Buffett also hates issuing stocks and diluting investors, and has said he would rather prepare for a colonoscopy than issue Berkshire stock. He’s taken the same approach at the low-equity utility company since its purchase more than 20 years ago.
Assuming a $90 billion valuation, Berkshire Hathaway Energy is worth about 12% of Berkshire’s current $760 billion market cap. Berkshire’s Class A shares ended up 0.8% on Wednesday at $524,400 each and have gained 12% year-to-date.
If traded on the stock exchange, Berkshire Hathaway Energy would be the second-largest utility in the country, ranked by market capitalization, ahead of number two
southern co
(SO) and No. Three
Duke energy
(DUK) but behind NextEra Energy.
When Berkshire initially bought MidAmerican, Buffett said, “We’re willing to wait longer than some investors for that potential to be realized.” Few endeavors illustrate Buffett’s patient approach to wealth creation better than Berkshire Hathaway Energy.
The company has grown steadily through acquisitions and internally. Berkshire Hathaway Energy earned $4.4 billion last year, compared to about $122 million in 2000, a compound annual growth rate of 18%.
Buffett regularly praises Berkshire Hathaway Energy. “BHE’s track record in social performance is as remarkable as its financial performance. …, BHE has become a utility powerhouse (no moans, please) and a leading wind, solar and transmission force in much of the United States,” he wrote in his 2021 letter to shareholders.
Like its parent company, Berkshire Hathaway Energy is opportunistic and highly diversified, and the Cove Point deal exemplifies the Buffett approach.
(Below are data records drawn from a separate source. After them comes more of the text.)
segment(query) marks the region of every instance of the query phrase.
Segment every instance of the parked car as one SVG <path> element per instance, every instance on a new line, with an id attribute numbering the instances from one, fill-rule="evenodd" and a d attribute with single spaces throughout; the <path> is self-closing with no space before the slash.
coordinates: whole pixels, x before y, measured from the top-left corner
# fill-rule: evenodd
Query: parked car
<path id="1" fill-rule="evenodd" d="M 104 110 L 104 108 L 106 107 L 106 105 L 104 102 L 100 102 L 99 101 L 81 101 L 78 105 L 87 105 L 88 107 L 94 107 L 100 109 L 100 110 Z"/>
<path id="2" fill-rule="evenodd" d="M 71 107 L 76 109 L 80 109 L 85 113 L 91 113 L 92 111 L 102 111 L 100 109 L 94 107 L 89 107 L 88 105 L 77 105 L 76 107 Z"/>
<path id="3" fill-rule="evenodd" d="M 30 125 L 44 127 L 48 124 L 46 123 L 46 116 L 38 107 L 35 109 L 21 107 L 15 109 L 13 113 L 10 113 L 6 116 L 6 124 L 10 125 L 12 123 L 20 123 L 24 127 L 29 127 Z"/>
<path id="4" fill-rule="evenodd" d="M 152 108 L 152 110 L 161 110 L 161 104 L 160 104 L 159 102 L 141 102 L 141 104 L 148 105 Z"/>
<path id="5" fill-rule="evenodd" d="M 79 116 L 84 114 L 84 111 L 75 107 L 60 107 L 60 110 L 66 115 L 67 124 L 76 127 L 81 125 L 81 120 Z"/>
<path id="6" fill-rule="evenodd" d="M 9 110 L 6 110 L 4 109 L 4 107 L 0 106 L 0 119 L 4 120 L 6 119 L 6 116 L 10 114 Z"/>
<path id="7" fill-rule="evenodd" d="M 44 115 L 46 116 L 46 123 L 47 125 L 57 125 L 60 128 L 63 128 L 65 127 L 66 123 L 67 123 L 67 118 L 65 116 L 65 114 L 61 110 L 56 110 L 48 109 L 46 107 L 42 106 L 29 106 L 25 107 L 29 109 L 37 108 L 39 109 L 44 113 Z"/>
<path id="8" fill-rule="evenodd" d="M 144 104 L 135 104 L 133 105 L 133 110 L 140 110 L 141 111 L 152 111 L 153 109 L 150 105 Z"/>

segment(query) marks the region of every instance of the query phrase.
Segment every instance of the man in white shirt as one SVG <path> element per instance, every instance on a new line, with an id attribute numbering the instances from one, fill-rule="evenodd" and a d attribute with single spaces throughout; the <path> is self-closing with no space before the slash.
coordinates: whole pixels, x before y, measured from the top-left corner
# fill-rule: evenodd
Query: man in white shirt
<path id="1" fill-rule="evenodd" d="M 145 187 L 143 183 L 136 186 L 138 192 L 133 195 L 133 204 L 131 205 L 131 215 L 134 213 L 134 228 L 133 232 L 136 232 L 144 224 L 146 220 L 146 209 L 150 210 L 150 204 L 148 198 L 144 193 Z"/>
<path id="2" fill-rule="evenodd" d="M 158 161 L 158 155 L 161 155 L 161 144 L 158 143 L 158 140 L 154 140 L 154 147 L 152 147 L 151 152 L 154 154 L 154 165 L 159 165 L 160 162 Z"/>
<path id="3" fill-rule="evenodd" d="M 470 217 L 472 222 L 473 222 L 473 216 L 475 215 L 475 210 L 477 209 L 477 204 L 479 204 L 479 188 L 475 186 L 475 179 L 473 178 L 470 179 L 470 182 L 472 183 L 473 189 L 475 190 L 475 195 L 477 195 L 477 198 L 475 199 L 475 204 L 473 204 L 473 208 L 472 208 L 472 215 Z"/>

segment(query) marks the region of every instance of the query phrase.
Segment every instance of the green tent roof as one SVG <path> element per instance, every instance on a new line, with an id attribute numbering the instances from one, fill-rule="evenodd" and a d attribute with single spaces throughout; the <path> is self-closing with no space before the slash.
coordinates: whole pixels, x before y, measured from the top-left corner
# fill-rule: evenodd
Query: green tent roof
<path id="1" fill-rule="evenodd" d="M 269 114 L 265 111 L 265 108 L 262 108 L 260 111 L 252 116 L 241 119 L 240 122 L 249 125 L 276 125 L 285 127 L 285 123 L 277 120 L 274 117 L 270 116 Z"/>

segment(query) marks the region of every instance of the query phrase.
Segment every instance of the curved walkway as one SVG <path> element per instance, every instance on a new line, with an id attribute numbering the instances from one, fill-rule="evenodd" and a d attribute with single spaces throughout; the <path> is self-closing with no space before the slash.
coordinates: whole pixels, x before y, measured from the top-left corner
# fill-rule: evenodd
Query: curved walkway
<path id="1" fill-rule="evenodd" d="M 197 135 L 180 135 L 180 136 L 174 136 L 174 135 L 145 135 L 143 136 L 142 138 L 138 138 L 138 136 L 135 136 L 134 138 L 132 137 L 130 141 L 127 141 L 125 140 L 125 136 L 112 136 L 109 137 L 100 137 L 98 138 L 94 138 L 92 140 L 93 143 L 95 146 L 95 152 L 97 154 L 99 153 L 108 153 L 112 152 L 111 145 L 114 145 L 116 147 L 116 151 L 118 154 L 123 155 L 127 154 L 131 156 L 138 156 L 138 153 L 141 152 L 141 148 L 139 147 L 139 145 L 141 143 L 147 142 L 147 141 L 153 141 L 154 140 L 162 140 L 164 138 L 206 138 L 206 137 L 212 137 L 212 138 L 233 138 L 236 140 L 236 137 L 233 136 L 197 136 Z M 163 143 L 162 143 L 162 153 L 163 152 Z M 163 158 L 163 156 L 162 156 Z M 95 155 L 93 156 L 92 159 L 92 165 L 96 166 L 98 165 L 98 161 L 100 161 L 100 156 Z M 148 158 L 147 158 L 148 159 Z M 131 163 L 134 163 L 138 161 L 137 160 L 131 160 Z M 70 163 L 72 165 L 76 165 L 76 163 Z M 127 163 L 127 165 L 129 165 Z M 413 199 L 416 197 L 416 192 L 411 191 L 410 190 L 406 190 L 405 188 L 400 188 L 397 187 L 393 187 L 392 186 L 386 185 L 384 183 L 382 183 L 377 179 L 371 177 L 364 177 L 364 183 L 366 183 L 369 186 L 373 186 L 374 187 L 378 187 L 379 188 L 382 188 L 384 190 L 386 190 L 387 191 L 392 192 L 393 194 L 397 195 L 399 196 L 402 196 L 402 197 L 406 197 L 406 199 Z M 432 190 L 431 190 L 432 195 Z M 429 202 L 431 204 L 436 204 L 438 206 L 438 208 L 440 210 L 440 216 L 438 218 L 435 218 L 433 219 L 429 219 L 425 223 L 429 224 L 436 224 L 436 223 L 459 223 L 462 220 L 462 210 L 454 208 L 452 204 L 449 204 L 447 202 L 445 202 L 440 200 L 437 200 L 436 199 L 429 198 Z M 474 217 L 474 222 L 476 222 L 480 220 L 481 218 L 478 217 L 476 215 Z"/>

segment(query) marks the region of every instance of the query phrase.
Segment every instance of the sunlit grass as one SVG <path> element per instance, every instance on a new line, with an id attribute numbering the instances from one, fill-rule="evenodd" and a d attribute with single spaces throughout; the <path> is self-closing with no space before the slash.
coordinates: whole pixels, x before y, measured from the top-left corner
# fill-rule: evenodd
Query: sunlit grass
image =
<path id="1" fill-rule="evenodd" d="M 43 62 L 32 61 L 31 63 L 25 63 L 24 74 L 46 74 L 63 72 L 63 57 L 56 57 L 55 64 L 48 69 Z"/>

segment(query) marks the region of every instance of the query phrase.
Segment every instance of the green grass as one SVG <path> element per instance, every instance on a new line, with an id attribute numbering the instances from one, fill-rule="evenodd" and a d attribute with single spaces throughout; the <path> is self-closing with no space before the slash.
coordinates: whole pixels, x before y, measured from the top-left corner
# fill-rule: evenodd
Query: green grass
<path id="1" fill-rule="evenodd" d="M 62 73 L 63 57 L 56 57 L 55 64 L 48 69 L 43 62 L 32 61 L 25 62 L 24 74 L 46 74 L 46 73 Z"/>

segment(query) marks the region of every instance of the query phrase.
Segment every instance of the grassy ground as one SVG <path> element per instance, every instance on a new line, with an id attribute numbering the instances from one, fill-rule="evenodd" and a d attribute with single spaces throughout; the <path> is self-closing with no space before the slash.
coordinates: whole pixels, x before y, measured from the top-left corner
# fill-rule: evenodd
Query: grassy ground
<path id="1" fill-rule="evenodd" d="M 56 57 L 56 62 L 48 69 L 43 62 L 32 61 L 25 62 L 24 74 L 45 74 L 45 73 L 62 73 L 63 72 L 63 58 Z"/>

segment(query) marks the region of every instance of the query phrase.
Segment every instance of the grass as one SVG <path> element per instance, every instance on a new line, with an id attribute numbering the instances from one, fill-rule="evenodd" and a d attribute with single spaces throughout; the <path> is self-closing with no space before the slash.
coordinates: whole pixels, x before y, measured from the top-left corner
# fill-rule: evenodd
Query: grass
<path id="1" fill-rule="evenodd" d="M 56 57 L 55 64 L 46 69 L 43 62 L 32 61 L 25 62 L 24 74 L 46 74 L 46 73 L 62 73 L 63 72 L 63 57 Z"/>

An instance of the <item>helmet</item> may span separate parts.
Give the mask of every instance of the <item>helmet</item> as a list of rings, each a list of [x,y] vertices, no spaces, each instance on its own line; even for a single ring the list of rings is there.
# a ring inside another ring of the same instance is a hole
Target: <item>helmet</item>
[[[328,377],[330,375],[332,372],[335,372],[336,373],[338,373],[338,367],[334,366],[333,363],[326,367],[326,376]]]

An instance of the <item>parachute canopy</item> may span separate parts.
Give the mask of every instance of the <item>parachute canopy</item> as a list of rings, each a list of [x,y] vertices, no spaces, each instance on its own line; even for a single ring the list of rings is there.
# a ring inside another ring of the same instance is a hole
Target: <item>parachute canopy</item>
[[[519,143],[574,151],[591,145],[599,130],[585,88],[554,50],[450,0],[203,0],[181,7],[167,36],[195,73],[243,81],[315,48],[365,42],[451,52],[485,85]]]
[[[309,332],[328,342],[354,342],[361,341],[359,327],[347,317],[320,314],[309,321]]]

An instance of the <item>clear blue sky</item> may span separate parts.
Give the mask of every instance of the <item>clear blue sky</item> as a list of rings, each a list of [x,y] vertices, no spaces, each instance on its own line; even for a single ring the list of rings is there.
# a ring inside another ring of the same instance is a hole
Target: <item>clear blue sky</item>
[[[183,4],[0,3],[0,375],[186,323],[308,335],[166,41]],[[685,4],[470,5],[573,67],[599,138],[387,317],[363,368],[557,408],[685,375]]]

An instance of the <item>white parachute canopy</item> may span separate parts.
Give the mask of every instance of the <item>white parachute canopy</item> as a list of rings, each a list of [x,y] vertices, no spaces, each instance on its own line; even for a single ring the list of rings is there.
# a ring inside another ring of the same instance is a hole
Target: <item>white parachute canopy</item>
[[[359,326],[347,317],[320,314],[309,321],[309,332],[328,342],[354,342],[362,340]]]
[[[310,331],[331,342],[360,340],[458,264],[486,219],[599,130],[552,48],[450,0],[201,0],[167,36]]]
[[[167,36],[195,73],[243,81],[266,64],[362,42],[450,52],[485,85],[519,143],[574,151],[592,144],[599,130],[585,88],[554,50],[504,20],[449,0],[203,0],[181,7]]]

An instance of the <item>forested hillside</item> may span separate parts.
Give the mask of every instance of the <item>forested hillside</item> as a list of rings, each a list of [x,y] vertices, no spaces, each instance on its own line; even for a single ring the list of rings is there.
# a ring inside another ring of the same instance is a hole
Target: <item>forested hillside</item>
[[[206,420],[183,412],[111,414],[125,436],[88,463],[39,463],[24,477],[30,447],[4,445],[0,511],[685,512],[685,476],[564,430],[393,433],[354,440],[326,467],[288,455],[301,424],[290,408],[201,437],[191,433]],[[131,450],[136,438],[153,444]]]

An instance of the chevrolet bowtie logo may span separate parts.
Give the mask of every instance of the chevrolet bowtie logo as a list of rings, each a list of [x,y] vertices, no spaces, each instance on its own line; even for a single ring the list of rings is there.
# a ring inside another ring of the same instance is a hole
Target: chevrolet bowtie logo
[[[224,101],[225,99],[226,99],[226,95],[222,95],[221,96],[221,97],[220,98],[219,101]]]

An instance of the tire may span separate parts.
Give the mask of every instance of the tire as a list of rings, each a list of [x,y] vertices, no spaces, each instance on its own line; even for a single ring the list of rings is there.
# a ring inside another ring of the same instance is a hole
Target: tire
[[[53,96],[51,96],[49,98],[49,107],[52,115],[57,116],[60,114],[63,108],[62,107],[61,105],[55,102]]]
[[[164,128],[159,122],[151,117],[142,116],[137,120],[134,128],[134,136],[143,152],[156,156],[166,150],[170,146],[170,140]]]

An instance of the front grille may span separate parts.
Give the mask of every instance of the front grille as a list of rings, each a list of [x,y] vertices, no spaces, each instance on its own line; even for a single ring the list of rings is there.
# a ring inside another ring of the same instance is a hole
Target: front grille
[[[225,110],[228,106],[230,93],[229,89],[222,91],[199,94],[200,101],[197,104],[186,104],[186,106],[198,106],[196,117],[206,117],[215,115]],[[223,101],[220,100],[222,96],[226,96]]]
Dominion focuses on its core utilities business and did not view the LNG business as central to its strategy. Berkshire doesn’t see the world that way — it likes to be diversified — and was happy to buy it at a time when many companies don’t want to get involved with fossil fuel companies.
Berkshire Hathaway Energy acquired half of the stake in Cove Point at what appears to be an attractive price of about 10 times projected 2025 Ebitda, or earnings before interest, taxes, depreciation and amortization. The 2025 Ebitda usage reflects non-core activities that will end in 2025.
The owner of the remaining 25% of Cove Point, Brookfield Infrastructure Partners, paid a higher valuation in 2019. UBS utility analysts wrote earlier this week that Berkshire got a good price.
One of the great benefits of Berkshire Hathaway Energy is that it retains all of its revenue, unlike investor-owned utilities that typically pay out 65% of their earnings in dividends and regularly issue stocks and debt to fund growth projects.
As the industry embarks on a massive spending boom this decade to build renewable energy to replace coal and fossil fuel plants and build and upgrade transmission lines, Berkshire Hathaway Energy has a head start – plus a big-socked parent company ready to take the cash. to borrow if necessary.
Berkshire Hathaway Energy expects capital expenditures of more than $9 billion in both 2023 and 2024, of which approximately $2 billion will be for wind and solar energy. Berkshire Hathaway Energy is also building an $18 billion electrical transmission network in the West to handle growing wind and solar generation.
Buffett likes capital-intensive businesses, as does Abel, his likely successor, who devotes much of his time to it. With its robust outlook, Berkshire Hathaway Energy could drive its parent’s earnings for years to come.